Keep the face and hair readable, then add background details last. A good comic-style Harley Quinn page should feel energetic without becoming too crowded.
Harley Quinn coloring pages give colorists a bold way to explore character design, costume contrast, expressive faces, split-color hair, comic details, and fan art storytelling. From cute, simple pages to detailed action scenes, each design can become playful, dramatic, stylish, or comic-inspired depending on the colors you choose.
Browse the full collection at ColoringPagesOnly.com.

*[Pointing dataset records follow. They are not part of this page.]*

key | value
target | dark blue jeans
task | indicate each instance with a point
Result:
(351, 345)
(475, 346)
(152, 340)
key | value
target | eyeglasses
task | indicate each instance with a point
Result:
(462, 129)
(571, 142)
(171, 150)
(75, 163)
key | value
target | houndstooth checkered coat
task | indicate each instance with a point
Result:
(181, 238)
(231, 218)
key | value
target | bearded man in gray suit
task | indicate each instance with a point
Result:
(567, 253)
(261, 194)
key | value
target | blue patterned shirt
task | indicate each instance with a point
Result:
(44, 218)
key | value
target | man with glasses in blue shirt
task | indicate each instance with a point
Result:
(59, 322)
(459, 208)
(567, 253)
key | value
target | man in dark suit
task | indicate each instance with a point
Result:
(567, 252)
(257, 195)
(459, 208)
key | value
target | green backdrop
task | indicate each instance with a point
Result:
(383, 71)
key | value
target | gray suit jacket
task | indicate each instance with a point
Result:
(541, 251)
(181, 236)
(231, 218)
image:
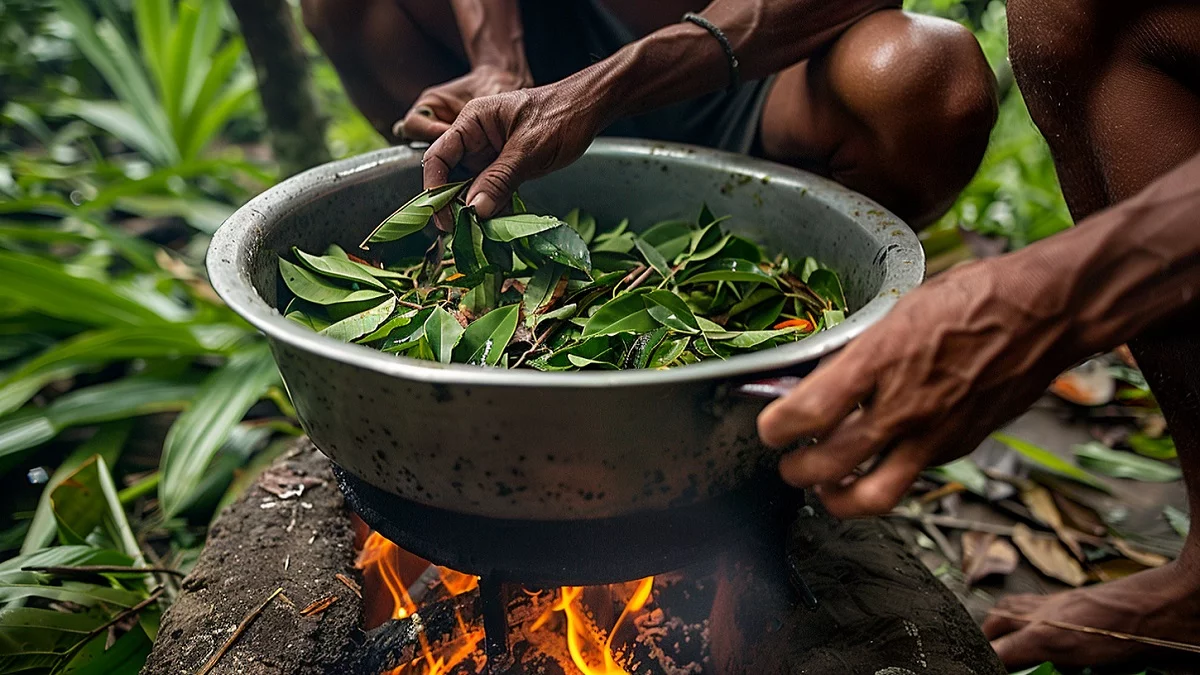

All 40+ pages are free, available as PDF, JPG, or PNG, ready to print at home or color online.
These Harley Quinn pages are created for personal, fan art, party, selected classroom, and creative coloring use. For younger children, parents and teachers should choose simpler, age-appropriate designs such as cute pages, LEGO-style pages, and clean portraits. Teens, adults, and comic fans may enjoy more detailed action, Joker, Batman, costume, and sketch pages.
For the final pass, keep the costume contrast clean, make the split-color hair readable, sharpen the eyes, makeup, cards, diamonds, and outfit details, and keep the background supportive instead of too crowded. A clear color plan can make the whole Harley Quinn page feel bold, playful, and complete.